Arrow of God, Chinua Achebe, The John Day Company, 1964, 287 pp
This is the final book in Nigerian author Chinua Achebe's African Trilogy. I have read the first two, Things Fall Apart and No Longer At Ease. All three novels do a remarkable job of showing the culture clash of an indigenous people with their colonial invaders. In fact, Achebe is considered the originator of the genre in Africa.
This one spotlights the religious aspect. Ezeulu is the Chief Priest of Ulu, god of six Ibo villages in Eastern Nigeria in the second decade of the 20th century. The British presence there is represented by a District Officer, Captain Winterbottom with his crew, and a Christian Mission.
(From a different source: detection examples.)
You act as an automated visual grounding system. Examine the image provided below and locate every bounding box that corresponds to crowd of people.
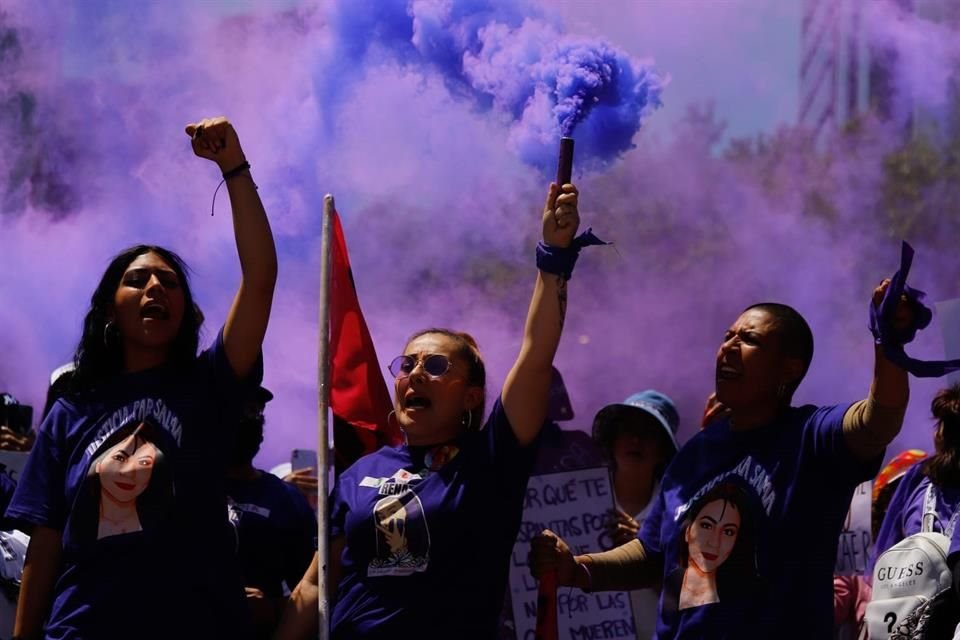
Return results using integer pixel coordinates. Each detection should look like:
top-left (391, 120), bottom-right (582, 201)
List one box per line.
top-left (0, 118), bottom-right (960, 640)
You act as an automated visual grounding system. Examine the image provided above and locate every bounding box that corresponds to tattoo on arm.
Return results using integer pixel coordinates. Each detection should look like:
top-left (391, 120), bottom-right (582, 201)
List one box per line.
top-left (557, 276), bottom-right (567, 329)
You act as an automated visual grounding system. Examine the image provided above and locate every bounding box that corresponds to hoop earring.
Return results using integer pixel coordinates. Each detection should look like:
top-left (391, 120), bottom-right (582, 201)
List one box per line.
top-left (103, 320), bottom-right (117, 349)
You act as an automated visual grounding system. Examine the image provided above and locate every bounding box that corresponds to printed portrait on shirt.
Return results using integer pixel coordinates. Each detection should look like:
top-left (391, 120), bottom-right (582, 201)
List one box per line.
top-left (367, 491), bottom-right (430, 576)
top-left (666, 482), bottom-right (757, 610)
top-left (78, 421), bottom-right (173, 540)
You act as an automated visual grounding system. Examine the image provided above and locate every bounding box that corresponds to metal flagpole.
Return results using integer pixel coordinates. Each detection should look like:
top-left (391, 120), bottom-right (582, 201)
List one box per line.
top-left (317, 193), bottom-right (334, 640)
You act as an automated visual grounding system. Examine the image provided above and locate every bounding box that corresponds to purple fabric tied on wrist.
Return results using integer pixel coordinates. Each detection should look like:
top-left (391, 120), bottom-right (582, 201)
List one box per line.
top-left (537, 228), bottom-right (610, 280)
top-left (870, 242), bottom-right (960, 378)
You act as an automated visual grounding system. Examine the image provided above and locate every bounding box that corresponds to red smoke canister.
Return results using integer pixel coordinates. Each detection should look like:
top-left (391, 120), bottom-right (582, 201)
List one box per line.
top-left (534, 572), bottom-right (560, 640)
top-left (557, 136), bottom-right (573, 187)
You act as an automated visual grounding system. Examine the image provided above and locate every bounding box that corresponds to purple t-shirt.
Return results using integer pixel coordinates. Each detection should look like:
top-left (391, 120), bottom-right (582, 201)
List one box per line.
top-left (639, 406), bottom-right (881, 640)
top-left (330, 400), bottom-right (535, 639)
top-left (866, 462), bottom-right (960, 576)
top-left (227, 471), bottom-right (317, 596)
top-left (7, 332), bottom-right (262, 640)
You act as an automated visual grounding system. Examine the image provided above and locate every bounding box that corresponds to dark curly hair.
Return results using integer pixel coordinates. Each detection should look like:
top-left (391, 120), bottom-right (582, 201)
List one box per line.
top-left (70, 244), bottom-right (203, 392)
top-left (921, 384), bottom-right (960, 487)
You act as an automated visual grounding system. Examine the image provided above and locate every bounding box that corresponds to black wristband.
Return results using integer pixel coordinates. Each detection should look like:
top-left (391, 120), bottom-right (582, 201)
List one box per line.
top-left (223, 160), bottom-right (250, 180)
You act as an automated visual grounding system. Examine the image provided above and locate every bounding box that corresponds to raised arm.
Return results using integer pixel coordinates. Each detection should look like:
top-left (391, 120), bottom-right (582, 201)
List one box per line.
top-left (527, 529), bottom-right (663, 591)
top-left (502, 184), bottom-right (580, 445)
top-left (843, 280), bottom-right (911, 461)
top-left (186, 118), bottom-right (277, 378)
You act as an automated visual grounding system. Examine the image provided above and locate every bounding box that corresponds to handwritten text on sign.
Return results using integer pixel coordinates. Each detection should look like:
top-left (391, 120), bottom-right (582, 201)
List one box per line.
top-left (833, 480), bottom-right (873, 576)
top-left (510, 467), bottom-right (635, 640)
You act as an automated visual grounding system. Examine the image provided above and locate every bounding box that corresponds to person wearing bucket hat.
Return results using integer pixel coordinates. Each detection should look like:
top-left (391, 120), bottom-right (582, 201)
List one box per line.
top-left (528, 280), bottom-right (914, 640)
top-left (593, 389), bottom-right (680, 638)
top-left (593, 389), bottom-right (680, 545)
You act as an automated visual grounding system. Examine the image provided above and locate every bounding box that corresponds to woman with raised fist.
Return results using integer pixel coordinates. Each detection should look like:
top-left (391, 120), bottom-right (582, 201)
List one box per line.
top-left (8, 118), bottom-right (277, 639)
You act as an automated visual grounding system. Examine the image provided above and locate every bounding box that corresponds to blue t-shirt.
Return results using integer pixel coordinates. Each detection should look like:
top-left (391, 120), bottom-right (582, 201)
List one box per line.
top-left (330, 400), bottom-right (535, 640)
top-left (7, 332), bottom-right (262, 640)
top-left (639, 406), bottom-right (881, 640)
top-left (866, 462), bottom-right (960, 576)
top-left (227, 471), bottom-right (317, 596)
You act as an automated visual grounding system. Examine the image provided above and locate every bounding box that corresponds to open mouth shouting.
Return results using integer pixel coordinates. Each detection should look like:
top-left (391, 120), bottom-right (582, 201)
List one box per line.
top-left (717, 362), bottom-right (743, 382)
top-left (140, 302), bottom-right (170, 320)
top-left (403, 393), bottom-right (433, 413)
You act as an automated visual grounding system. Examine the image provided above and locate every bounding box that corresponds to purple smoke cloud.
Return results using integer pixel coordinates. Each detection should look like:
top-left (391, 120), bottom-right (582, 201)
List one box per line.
top-left (317, 0), bottom-right (664, 175)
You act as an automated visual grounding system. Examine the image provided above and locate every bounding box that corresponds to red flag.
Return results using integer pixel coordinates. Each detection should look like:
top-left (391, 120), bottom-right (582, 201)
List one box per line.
top-left (330, 212), bottom-right (402, 474)
top-left (534, 571), bottom-right (560, 640)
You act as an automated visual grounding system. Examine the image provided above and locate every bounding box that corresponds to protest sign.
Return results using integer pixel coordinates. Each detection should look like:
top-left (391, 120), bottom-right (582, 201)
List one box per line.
top-left (510, 467), bottom-right (635, 640)
top-left (833, 480), bottom-right (873, 576)
top-left (936, 298), bottom-right (960, 384)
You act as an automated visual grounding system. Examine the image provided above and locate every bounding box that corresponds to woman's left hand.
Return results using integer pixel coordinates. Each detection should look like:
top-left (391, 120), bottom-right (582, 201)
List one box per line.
top-left (873, 278), bottom-right (914, 331)
top-left (186, 116), bottom-right (246, 171)
top-left (607, 509), bottom-right (640, 547)
top-left (543, 184), bottom-right (580, 248)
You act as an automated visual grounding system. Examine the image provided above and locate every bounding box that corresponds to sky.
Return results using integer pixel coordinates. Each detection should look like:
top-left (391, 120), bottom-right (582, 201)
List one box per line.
top-left (0, 0), bottom-right (960, 468)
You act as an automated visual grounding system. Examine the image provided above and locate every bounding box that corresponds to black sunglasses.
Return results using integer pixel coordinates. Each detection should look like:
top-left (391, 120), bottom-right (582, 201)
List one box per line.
top-left (387, 353), bottom-right (453, 380)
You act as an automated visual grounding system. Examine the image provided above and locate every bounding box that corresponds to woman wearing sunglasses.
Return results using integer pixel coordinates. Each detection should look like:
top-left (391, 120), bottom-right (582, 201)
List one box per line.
top-left (278, 184), bottom-right (589, 638)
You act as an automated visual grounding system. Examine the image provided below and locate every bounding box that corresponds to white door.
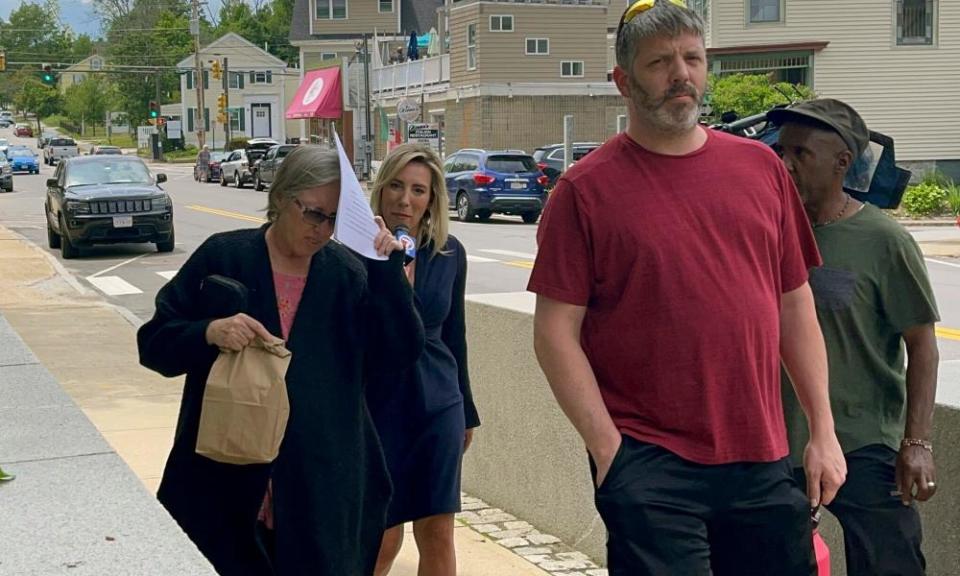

After a war between two villages, which Ezeulu had been trying to prevent is stopped instead by Captain Winterbottom, the Priest comes to respect the power and influence of the British. He even sends one of his sons to learn Christianity in an effort to discover the secret of such power.
The Priest's power comes from recognition by the villagers that he is their god's representative. However, there are some naysayers who disagree, even among Ezeulu's extended family. His son expends his newfound Christian zeal by attempting to kill a sacred royal python. That act creates an uproar among the villagers so Ezeulu chooses to renew his opposition to the British with mixed results.
I felt I got to know these native Nigerians, as I also did in the earlier books. I was immersed in their family relations, their traditions, and the confusion a foreign culture brings to their ancient ways. Ezeulu is a deeply drawn character. As I am sure Achebe intended, my sympathies were with the Priest. The tragedy he so thoughtfully and cleverly tried to evade was devastating when it came.
Chinua Achebe's ability to blend his descriptions of village life and Ibo beliefs with a humorous take on British bewilderment in the face of such difference does more than any amount of journalism can do to present the full scope of such a scene.